NATL is the clear leader in U.S. ATM outsourcing, with a market share in the mid-30% range and a dense nationwide servicing footprint. Its core “ATM-as-a-Service” model provides end-to-end cash access infrastructure for banks and credit unions, covering hardware procurement, software, regulatory compliance, cash handling, and maintenance. For financial institutions, outsourcing to NATL is a cost-saving, efficiency-improving move—reducing branch overhead while preserving or even expanding customer ATM access.
The competitive advantages are significant.
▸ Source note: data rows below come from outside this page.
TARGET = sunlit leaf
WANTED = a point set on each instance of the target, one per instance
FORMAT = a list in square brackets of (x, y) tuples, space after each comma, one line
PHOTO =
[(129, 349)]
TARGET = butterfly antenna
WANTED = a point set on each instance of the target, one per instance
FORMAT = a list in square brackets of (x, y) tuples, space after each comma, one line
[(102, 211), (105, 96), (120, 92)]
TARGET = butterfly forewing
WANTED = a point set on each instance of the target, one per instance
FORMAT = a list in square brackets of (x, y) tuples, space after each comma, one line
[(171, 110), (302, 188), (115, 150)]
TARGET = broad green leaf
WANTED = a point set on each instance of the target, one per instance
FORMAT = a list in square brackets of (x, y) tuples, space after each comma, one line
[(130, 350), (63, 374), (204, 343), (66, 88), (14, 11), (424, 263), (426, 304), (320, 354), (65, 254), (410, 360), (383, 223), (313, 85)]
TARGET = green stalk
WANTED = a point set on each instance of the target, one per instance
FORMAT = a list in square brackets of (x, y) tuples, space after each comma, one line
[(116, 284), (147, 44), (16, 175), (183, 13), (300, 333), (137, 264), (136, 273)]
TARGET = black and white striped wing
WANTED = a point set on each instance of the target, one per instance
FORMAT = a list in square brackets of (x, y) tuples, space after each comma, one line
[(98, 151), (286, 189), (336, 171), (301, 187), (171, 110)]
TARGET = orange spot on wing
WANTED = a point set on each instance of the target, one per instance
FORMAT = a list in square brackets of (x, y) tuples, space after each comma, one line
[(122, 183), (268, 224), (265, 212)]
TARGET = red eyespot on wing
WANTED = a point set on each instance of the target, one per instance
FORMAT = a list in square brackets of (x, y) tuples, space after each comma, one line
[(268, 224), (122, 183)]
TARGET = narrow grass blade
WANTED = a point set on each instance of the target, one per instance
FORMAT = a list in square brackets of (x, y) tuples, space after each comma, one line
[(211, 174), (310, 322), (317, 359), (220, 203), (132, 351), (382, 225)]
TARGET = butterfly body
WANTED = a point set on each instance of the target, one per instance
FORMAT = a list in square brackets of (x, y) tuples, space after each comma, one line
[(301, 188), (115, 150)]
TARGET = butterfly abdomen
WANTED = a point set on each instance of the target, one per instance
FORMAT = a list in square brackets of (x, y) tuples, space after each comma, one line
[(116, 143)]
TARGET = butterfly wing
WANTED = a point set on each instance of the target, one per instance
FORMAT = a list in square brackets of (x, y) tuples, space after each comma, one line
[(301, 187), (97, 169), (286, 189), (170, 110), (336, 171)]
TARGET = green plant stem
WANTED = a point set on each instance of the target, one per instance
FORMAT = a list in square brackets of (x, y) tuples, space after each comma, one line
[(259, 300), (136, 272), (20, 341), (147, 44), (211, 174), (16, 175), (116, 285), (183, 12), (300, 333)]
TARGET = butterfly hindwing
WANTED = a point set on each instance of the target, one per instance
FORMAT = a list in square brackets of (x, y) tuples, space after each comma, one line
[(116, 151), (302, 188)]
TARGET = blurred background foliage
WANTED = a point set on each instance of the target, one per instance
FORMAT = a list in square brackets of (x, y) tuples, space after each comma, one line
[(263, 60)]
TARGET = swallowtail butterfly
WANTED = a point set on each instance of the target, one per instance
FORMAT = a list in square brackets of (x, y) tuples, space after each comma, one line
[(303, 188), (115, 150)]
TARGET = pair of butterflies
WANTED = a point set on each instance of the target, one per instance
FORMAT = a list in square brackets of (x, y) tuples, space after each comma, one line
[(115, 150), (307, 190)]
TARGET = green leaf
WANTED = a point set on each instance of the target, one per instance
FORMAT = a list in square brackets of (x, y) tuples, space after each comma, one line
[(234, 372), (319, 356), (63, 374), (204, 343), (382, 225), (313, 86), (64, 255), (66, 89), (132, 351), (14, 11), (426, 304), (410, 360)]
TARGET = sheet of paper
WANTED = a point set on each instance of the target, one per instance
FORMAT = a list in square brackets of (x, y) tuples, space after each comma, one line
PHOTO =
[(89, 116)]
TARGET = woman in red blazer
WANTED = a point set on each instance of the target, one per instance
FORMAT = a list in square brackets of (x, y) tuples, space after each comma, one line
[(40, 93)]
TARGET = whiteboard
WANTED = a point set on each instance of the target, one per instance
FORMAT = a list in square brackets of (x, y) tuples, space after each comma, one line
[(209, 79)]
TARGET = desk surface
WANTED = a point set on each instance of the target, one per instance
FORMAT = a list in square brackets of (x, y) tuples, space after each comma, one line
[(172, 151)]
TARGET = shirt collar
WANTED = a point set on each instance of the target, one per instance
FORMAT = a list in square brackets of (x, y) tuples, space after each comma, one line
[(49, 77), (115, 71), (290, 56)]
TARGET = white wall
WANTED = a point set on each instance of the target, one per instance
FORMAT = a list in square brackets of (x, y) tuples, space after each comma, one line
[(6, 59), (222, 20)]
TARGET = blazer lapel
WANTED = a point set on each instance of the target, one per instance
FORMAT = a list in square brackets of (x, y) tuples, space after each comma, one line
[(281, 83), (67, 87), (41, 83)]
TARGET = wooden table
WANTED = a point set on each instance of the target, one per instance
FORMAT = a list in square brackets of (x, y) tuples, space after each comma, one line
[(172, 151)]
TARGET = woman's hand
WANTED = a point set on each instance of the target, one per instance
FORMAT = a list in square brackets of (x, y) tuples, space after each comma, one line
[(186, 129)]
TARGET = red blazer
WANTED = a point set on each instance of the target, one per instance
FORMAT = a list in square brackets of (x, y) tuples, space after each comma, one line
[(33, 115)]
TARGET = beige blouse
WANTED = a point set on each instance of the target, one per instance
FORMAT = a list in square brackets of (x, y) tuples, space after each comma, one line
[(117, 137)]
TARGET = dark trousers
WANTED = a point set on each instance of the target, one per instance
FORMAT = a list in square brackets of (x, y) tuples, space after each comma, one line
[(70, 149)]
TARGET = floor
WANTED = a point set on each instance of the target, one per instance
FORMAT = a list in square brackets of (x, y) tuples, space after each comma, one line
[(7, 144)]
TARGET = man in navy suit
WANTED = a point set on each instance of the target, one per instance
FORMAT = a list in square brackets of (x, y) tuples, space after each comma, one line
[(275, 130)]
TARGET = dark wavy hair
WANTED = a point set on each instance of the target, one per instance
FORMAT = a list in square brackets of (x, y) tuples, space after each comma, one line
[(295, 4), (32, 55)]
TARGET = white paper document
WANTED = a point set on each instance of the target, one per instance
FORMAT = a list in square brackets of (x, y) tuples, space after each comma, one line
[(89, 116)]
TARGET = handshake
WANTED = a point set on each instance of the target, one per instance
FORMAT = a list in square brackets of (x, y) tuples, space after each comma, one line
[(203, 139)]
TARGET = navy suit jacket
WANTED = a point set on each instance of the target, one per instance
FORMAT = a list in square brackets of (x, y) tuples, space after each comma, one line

NATL’s scale gives it purchasing power on ATM equipment, a more efficient logistics network for servicing machines, and the ability to amortize regulatory and compliance costs over a vast installed base. Switching costs are high: replacing an ATM outsourcing provider involves logistical disruption, regulatory re-approvals, and retraining internal teams. Regulatory complexity and entrenched contracts (often multi-year in length) further strengthen NATL’s moat. This infrastructure-heavy, contract-driven model results in roughly 70% of revenue being recurring and service-based, with low churn and predictable cash flows—features that resemble a transaction processing business more than a hardware vendor.
Why the Market is Wrong
Alta Fox argues that NATL’s valuation reflects a mistaken categorization as a low-growth, capital-intensive hardware business. In reality, the company’s economics are closer to those of a recurring service provider. CapEx are largely for maintenance rather than heavy growth builds, and FCF conversion is high. Once fixed servicing and infrastructure costs are covered, incremental revenue from new outsourcing deals or ATM placements flows disproportionately to the bottom line—a form of operating leverage often overlooked by investors.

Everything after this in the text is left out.